# Computerwurm befällt Netzwerke von CNN und NewYorkTimes



## stieglitz (17 August 2005)

http://www.spiegel.de/netzwelt/technologie/0,1518,370060,00.html


> In den USA verbreitet sich ein Computervirus, das Windows-Rechner angreift. Die Virus-Attacke war in der Nacht live im Fernsehen zu bestaunen: Bei CNN führten aufgeregte Redakteure ihre verrückt spielenden Computer vor. Auch andere Medien-Unternehmen waren betroffen.


Dazu habe ich noch ein Yellow Alert von Trend Micro


> YELLOW ALERT - WORM_RBOT.CBQ - 17.08.2005 (Yellow Alert):
> 
> 
> 
> ...


Und hier natürlich auch:
http://www.heise.de/newsticker/meldung/62874


----------



## Captain Picard (17 August 2005)

*Re: Computerwurm befällt Netzwerke von CNN und New York Tim*



			
				stieglitz schrieb:
			
		

> http://www.spiegel.de/netzwelt/technologie/0,1518,370060,00.html
> 
> 
> > In den USA verbreitet sich ein Computervirus, das Windows-Rechner angreift. Die Virus-Attacke war in der Nacht live im Fernsehen zu bestaunen: Bei CNN führten aufgeregte Redakteure ihre verrückt spielenden Computer vor. Auch andere Medien-Unternehmen waren betroffen.

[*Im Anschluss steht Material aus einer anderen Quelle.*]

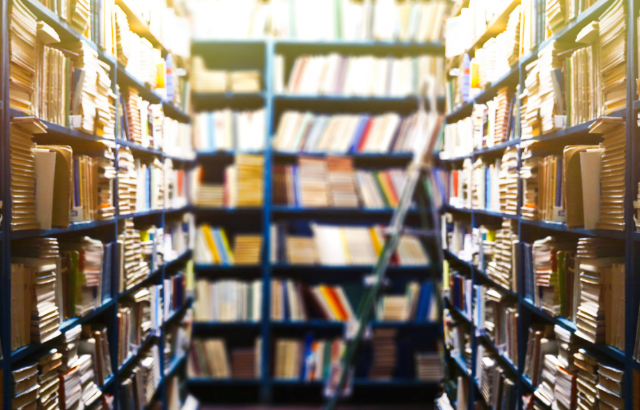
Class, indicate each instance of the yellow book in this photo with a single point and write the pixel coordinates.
(227, 248)
(375, 239)
(345, 246)
(332, 302)
(206, 229)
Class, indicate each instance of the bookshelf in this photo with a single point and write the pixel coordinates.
(530, 230)
(106, 230)
(260, 55)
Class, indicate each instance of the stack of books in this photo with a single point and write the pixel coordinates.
(245, 181)
(341, 184)
(243, 363)
(587, 380)
(26, 388)
(509, 182)
(601, 291)
(612, 45)
(348, 20)
(429, 367)
(361, 245)
(228, 130)
(136, 269)
(417, 303)
(70, 382)
(247, 249)
(346, 133)
(209, 358)
(23, 28)
(220, 81)
(500, 268)
(90, 392)
(380, 189)
(127, 181)
(312, 182)
(36, 288)
(23, 215)
(213, 247)
(612, 174)
(228, 301)
(48, 364)
(95, 342)
(362, 76)
(385, 354)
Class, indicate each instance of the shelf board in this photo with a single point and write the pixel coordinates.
(139, 26)
(510, 78)
(355, 47)
(146, 92)
(486, 341)
(137, 147)
(562, 227)
(356, 269)
(609, 351)
(494, 27)
(74, 227)
(175, 363)
(61, 134)
(27, 351)
(173, 111)
(143, 282)
(210, 101)
(134, 356)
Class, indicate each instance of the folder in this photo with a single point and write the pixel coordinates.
(62, 198)
(572, 183)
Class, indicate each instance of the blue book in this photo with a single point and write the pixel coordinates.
(285, 300)
(76, 182)
(357, 136)
(424, 302)
(296, 187)
(217, 238)
(211, 128)
(306, 357)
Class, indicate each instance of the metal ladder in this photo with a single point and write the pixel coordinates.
(418, 168)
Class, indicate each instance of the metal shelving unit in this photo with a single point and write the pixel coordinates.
(107, 230)
(528, 229)
(260, 55)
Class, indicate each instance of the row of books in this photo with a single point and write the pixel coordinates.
(491, 248)
(582, 282)
(347, 133)
(333, 245)
(556, 187)
(66, 376)
(228, 130)
(497, 317)
(238, 301)
(362, 76)
(564, 374)
(212, 247)
(490, 124)
(53, 281)
(71, 70)
(210, 358)
(146, 183)
(141, 382)
(471, 187)
(383, 20)
(206, 80)
(582, 86)
(333, 182)
(497, 385)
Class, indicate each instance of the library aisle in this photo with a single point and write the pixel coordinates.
(216, 204)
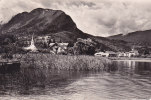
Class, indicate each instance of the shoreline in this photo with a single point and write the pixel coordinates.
(130, 59)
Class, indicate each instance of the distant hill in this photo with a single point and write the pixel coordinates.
(55, 23)
(140, 38)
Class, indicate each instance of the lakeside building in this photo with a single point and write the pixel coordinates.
(58, 48)
(106, 54)
(32, 47)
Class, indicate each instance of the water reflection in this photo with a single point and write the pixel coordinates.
(122, 80)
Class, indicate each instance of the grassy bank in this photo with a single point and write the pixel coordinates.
(62, 62)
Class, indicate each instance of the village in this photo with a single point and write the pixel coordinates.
(61, 48)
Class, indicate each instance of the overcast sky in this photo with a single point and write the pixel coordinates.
(96, 17)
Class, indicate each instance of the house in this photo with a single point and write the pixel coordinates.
(32, 47)
(106, 54)
(58, 48)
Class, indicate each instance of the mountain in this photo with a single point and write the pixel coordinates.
(140, 38)
(55, 23)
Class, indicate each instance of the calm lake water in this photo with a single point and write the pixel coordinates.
(124, 80)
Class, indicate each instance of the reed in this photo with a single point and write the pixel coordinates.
(63, 62)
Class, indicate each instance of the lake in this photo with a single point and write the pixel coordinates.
(123, 80)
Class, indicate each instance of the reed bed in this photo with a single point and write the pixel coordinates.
(63, 62)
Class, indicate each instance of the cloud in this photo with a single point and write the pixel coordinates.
(96, 17)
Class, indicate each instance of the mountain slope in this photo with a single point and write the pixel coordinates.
(55, 23)
(140, 38)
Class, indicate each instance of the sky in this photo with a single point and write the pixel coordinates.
(95, 17)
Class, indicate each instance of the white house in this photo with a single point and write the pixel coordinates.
(106, 54)
(58, 47)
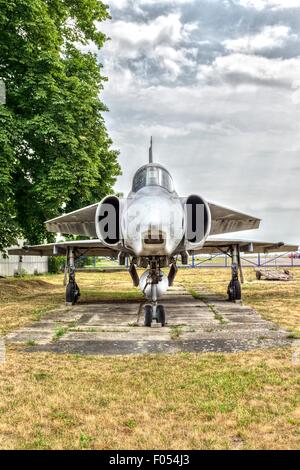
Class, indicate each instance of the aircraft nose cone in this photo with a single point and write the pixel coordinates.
(154, 224)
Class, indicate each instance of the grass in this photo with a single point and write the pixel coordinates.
(183, 401)
(28, 299)
(276, 301)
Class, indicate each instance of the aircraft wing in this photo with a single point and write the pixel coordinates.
(217, 245)
(80, 222)
(81, 248)
(225, 220)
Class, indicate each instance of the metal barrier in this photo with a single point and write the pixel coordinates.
(28, 265)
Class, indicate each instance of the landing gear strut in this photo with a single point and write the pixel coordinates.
(72, 289)
(154, 311)
(234, 289)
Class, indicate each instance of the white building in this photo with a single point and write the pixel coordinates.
(29, 265)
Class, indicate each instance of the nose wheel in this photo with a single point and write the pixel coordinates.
(154, 313)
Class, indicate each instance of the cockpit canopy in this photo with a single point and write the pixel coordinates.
(152, 175)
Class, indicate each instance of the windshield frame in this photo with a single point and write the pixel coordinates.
(152, 175)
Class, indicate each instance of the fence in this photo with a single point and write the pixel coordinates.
(30, 265)
(281, 260)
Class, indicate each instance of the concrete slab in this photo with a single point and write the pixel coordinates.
(114, 328)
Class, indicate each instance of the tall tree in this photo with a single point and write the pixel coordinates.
(55, 152)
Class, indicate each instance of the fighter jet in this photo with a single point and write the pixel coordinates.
(153, 228)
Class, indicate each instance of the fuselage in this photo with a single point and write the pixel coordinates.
(153, 222)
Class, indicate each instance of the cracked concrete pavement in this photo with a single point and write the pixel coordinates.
(207, 324)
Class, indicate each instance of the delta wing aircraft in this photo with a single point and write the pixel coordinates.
(152, 228)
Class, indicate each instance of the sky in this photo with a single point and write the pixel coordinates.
(217, 84)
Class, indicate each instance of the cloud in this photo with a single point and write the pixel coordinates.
(217, 84)
(270, 37)
(270, 4)
(244, 68)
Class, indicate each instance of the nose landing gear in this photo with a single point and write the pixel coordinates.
(154, 313)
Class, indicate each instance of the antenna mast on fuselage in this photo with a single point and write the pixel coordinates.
(151, 151)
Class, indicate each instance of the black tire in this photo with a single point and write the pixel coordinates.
(148, 315)
(161, 315)
(234, 291)
(72, 293)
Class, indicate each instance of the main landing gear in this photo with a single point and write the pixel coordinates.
(72, 289)
(234, 290)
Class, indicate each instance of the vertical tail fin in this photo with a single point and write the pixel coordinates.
(151, 151)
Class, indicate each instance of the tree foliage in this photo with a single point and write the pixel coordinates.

nach den Erfahrungen mit Sasser und Lovesan ist es schon erstaunlich wie schlampig deren Sysadmins 
offensichtlich arbeiten.  Die Warnung vor Zotop und  der  Hinweis, dass dringend der Patch erforderlich ist , ist seit Tagen bekannt 


			
				Heise schrieb:
			
		

> Nach Informationen der Antiviren-Hersteller läuft der Wurm nicht nur auf Windows 2000, sondern kann, auf Systemen mit Windows 95/98/Me, NT4 und Windows XP gestartet, diese Systeme nutzen, um andere Rechner, die übers Netz erreichbar sind, zu infizieren.
> ..
> Anwender sollten so schnell wie möglich die von Microsoft herausgegebenen Patches für die jüngst bekannt gewordenen Sicherheitslücken, darunter das Leck in der Plug&Play-Schnittstelle, installieren


http://www.microsoft.com/technet/security/advisory/899588.mspx
http://www.microsoft.com/technet/security/bulletin/MS05-039.mspx


> Recommendation: Customers should apply the update immediately.


cp


----------



## stieglitz (17 August 2005)

> Nachdem bereits am Wochenende die ersten Varianten auftauchten, sehen sich die Anti Viren-Spezialisten nun mit einer ganzen Welle neuer Versionen konfrontiert, die durch Updates der AV-Datenbanken allein kaum noch gestoppt werden können.
> 
> *Jeweils nach wenigen Minuten tauche ein neuer Zotob-Wurm auf*, hieß es beim japanischen Unternehmen Trend Micro. "Wir sind noch immer damit beschäftigt, Infektionsberichte zu sichten", sagte Joe Hartmann, Direktor der Antivirus Research-Gruppe der Firma. Das Auftreten der Maleware wurde weltweit beobachtet, Symptome zeigen sich beispielsweise in mehrfachen spontanen Neustarts von Rechnern.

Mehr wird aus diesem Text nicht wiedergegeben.